Foi aí que o PÚBLICO ontem consultou o processo individual de Sócrates, confirmando integralmente a suspeita levantada por Rui Verde. O que lá está são apenas fotocópias dos documentos que Verde tem na sua posse há vários anos e garante ter guardado antes da ida da PJ à UnI em 2007. O antigo vice-reitor, que os reproduziu no livroO Processo 95385 - Como Sócrates e o poder político destruíram uma universidade, mostrou-os ao PÚBLICO em Novembro, contendo eles todas as características de documentos originais.

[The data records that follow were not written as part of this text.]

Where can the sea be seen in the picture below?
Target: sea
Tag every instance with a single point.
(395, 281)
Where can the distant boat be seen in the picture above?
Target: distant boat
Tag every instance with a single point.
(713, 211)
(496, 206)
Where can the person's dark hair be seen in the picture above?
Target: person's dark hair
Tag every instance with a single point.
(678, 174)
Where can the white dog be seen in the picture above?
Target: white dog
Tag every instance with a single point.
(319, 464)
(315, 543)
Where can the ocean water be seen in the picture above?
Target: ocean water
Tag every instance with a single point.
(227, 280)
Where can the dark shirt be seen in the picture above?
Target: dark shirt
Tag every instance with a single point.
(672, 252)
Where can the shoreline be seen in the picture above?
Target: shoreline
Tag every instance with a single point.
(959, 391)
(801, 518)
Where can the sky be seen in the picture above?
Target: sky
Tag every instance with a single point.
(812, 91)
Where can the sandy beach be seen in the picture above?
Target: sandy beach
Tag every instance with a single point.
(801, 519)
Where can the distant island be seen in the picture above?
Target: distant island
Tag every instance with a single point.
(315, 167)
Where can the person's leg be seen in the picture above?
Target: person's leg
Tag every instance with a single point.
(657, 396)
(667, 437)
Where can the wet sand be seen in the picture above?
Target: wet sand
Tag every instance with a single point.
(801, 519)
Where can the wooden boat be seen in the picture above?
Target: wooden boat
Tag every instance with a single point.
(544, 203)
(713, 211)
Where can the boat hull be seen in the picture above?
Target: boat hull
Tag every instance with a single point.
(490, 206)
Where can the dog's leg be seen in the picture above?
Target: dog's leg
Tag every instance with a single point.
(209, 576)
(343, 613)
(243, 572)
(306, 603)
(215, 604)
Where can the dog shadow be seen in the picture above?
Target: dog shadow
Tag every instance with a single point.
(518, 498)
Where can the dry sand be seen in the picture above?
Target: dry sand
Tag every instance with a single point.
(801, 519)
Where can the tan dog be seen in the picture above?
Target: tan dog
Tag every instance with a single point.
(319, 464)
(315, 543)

Um destes documentos é a pauta da disciplina de Inglês Técnico (ver reprodução em baixo) que está preenchida a azul no original e que não tem a assinatura do professor. Já a fotocópia aprendida pela PJ, ao contrário de todos os outros documentos do mesmo processo individual, tem a assinatura do reitor da UnI, a tinta azul. Este foi o documento cuja cópia foi distribuída aos jornalistas pela UnI, com autorização de José Sócrates, em Março de 2007.
A posição do DCIAP
Rui Verde afirma que guardou o processo de Sócrates antes de ser preso pela PJ - na véspera do dia em que o PÚBLICO, em Março de 2007, revelou na imprensa as condições anormais em que Sócrates tinha obtido a licenciatura - por se considerar fiel depositário dos mesmos, devido às funções que ocupava na universidade. O antigo vice-reitor está há vários meses, juntamente com outros 23 arguidos, a ser julgado em Monsanto sob a acusação de numerosos crimes alegadamente praticados na gestão da UnI (ver texto ao lado).
O PÚBLICO confrontou ontem Cândida Almeida com a informação de que o Apêndice 4 é formado por fotocópias e questionou a magistrada sobre o facto de essa ter sido a base do seu trabalho. Em resposta o DCIAP produziu uma nota, transmitida telefonicamente ao fim do dia, onde afirma: "Durante a fase de investigação o DCIAP solicitou à entidade competente, a DGES, a remessa, a título devolutivo, do dossier da UnI relativo ao licenciado José Sócrates tendo sido enviados ao DCIAP os documentos que aquela universidade havia remetido àquela entidade nos termos da lei após o encerramento da Universidade. Foram esses documentos oficiais, remetidos por aquela direcção-geral, que foram tidos em conta na investigação que decorreu termos no DCIAP"
Sem falar em originais ou fotocópias, mas apenas em "documentos oficiais", e sem fazer qualquer alusão aos processos individuais apreendidos pela PJ, o DCIAP invoca agora uma nova fonte documental, a DGES, que lhe enviou o "dossier do aluno" (processo individual) recebido da UnI após o encerrramento da universidade.
Esta explicação esbarra com duas datas essenciais que são as seguintes: o despacho ministerial que determina o encerramento da UnI é de 2 de Agosto de 2007 e a despacho em que Cândida Almeida ordena o arquivamento do inquérito tem data de 31 de Julho do mesmo ano. Por outro lado, o despacho ministerial diz expressamente que a DGES "fica encarregue da guarda da documentação fundamental da UnI, após auto de entrega da mesma" pelos responsáveis do estabelecimento "a efectuar em 31 de Janeiro de 2008".
No seu despacho de 2 de Agosto, o então ministro Mariano Gago faz referência a "providências oportunamente tomadas", nomeadamente no que respeita à preservação dos dados do "percurso escolar dos alunos", que poderiam confirmar a possibilidade de a DGES ter o "dossier do aluno" Sócrates na sua posse, para o enviar ao DCIAP, antes de este arquivar os autos. O mesmo despacho, esclarece todavia que as providências em causa, relativamente à salvaguarda dos interesses dos alunos, consistiram na realização pela Inspecção Geral do Ensino Superior de "cópia actualizada das bases de dados do percurso académico e do programa que permite aceder à mesma". Ou seja: tratou-se de informação recolhida em suporte informático, não se sabendo se obtida a partir de originais ou de fotocópias.